Monday, 7 June 2010
I’m going to have to ask my Indian friends to forgive me for what I’m about to write. I have no admiration at all for Mohandas Gandhi, a man whose influence on India was often more negative than positive, a man who by his politics and outlook did as much as any other to guarantee the tragic partition of 1947, a man even less relevant to modern India than he was to India of the past.
Yes, I know this is a dangerous step; I know it’s likely to make people angry with me because Gandhi is such a sainted figure, the father of a nation, the inspiration of the planet. Criticising him is almost as dangerous as criticising George Washington! Still, so far as I am concerned, the most perceptive comment ever made about the great Indian – I offer no challenge at all to his greatness –was that made by an Oxford academic when the Mahatma came to England in 1931 to attend the Second Round Table Conference. He compared him to Socrates “for absolute control and self-composure”, then added that for the first time in his life he understood why the Greeks made Socrates drink hemlock.
We all know about the saintliness, the generosity of spirit the admirable commitment to non-violence, which paradoxically was often the cause of more violence. His eccentricities are, perhaps, a lot less well known. He was a food faddist, the father of a thousand cults, and a man who’s much vaunted sexual abstinence led to some bizarre and eccentric behaviour. To make certain personal demands, to have the self-discipline to adhere to a particularly arduous and puritanical path, is one thing; it’s quite another when other people are drawn in. When one of his sons got involved in a fast he said that “if he dies in the process it will not be a matter of regret.”
In his own fasting there was, like so much of his political life, always an element of the theatrical, of showmanship, of the bogus and insincere gesture. His ascetic diet was extended to full-scale hunger strikes ‘to the death’, seventeen times in all, though as British observers wryly noted they never actually were to the death.

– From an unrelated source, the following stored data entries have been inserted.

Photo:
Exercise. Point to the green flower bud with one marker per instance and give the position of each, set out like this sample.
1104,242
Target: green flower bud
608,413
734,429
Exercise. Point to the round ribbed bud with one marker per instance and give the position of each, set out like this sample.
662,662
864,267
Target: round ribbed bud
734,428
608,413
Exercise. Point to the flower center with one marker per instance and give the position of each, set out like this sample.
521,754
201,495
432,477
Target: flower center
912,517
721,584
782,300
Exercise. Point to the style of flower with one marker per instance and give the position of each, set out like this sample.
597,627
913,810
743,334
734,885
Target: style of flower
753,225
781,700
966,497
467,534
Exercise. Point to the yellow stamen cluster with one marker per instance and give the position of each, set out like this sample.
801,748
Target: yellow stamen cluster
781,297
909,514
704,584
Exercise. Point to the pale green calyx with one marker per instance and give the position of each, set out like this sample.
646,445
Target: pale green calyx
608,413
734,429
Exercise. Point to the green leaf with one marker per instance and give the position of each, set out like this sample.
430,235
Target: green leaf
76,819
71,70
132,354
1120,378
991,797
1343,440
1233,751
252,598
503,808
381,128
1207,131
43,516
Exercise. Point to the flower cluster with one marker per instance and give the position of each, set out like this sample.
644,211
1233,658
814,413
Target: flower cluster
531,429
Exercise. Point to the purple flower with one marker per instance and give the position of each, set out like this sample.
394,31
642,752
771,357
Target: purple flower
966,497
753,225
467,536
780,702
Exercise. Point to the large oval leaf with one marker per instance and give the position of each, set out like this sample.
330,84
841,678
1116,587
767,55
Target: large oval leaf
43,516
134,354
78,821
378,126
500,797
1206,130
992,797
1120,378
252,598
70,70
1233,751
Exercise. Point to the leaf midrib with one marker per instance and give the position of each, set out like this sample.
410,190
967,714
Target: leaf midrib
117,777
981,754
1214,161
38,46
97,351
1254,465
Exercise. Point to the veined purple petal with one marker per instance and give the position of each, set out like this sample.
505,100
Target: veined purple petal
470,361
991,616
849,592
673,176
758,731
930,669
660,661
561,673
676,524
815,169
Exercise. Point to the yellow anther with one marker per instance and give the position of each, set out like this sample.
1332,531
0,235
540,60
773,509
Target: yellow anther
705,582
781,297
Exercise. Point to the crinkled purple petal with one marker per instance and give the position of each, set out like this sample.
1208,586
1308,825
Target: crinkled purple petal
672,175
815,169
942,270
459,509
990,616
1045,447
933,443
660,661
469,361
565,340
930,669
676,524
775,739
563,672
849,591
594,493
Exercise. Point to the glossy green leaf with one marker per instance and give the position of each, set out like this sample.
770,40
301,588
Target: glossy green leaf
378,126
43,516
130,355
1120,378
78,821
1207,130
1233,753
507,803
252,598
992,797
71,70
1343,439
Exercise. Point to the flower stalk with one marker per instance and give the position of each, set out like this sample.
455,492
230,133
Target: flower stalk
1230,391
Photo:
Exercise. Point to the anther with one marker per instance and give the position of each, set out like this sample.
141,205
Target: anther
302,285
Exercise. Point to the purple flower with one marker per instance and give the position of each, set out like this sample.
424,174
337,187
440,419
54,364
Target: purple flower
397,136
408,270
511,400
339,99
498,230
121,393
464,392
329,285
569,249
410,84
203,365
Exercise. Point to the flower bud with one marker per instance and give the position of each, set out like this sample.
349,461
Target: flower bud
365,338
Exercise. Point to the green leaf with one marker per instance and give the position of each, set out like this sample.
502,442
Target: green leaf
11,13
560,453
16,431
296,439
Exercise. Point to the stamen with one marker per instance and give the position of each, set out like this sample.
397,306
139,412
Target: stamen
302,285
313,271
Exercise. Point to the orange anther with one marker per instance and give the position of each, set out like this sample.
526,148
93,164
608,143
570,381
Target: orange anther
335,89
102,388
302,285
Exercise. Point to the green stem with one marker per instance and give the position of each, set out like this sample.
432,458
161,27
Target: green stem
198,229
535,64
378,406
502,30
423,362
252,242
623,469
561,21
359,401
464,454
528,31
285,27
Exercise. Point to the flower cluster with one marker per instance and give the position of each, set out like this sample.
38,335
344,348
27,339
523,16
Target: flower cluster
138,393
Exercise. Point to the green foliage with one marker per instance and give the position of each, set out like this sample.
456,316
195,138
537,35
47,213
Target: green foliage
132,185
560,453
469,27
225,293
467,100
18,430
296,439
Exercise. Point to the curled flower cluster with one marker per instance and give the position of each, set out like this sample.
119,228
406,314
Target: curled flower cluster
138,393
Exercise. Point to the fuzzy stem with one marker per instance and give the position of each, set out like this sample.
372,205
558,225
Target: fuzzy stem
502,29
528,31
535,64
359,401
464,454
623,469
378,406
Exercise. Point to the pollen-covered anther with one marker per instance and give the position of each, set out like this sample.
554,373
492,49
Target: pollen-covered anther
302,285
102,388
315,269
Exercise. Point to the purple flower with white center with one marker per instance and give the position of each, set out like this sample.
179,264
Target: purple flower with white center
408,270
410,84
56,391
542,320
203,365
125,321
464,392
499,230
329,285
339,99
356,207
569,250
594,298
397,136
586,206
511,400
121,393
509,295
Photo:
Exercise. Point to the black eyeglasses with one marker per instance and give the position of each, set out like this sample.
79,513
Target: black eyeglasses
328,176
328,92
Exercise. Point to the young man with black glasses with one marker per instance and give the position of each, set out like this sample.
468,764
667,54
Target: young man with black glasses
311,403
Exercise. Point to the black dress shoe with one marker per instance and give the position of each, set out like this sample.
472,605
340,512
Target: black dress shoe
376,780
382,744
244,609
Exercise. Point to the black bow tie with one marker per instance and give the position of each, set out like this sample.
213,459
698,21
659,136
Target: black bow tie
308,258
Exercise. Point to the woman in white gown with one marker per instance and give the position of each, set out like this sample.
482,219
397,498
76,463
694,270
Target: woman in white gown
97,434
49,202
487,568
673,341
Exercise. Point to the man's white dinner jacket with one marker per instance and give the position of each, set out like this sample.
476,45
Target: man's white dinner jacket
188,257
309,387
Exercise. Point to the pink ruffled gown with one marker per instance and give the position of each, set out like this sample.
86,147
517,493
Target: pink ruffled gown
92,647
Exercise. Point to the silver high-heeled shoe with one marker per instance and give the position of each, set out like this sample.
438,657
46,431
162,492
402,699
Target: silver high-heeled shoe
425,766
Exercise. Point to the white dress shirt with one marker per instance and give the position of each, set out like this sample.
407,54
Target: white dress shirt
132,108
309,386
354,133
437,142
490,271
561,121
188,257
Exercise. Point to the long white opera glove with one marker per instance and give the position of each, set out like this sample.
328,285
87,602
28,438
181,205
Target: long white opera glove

It’s perhaps no great surprise that Gandhi’s grasp of international politics in the 1930s was less than perceptive, given his close involvement in domestic affairs. Still some of his comments retain the power to unsettle. He made no distinction whatsoever between the benevolent imperialism of the British and the rapacious imperialism of the Germans and Japanese. He once said that he did not think that Hitler was as bad as depicted, and that the Jews rather than enduring Nazi persecution should commit mass suicide, which would rather have made the Holocaust an altogether less expensive affair. Worst of all was his demand in 1942 that the British leave India to ‘God or to anarchy’, when the Japanese were poised on the threshold. He seems to have been quite blind to the suffering that Japan had inflicted on China from 1937 onwards.
And then there is much-trumpeted personal poverty, his modesty and loin-cloth asceticism transmitted to all around. He always insisted on travelling third class when going by railway. This might have been admirable but for the fact that the Congress Party was obliged to dig into party funds to hire a whole third-class coach.
Of course the worse thing of all is that his politics, and therefore the politics of the Congress Party, drew heavily on Hindu tradition and religion. This would not have been bad if India had been a Hindu nation, but it was not. Gandhi unravelled a political style that made the substantial Muslim minority feel that a British raj was destined to be replaced by a Hindu raj. What India needed at that time in its history was a strictly secular party, one that did not allow religion to intrude in politics. Nehru had a far better understanding of that simple truth than Gandhi. But Nehru was only a politician; Gandhi was the Mahatma.
India is now one of the most dynamic and progressive nations in the world, one with a vibrant economy. It’s moved well beyond Gandhi’s spinning wheel ideal, which would have kept it locked forever in a semi-feudal past. Gandhi may be a great saint but it’s as well to leave such people locked forever in some irrelevant paradise.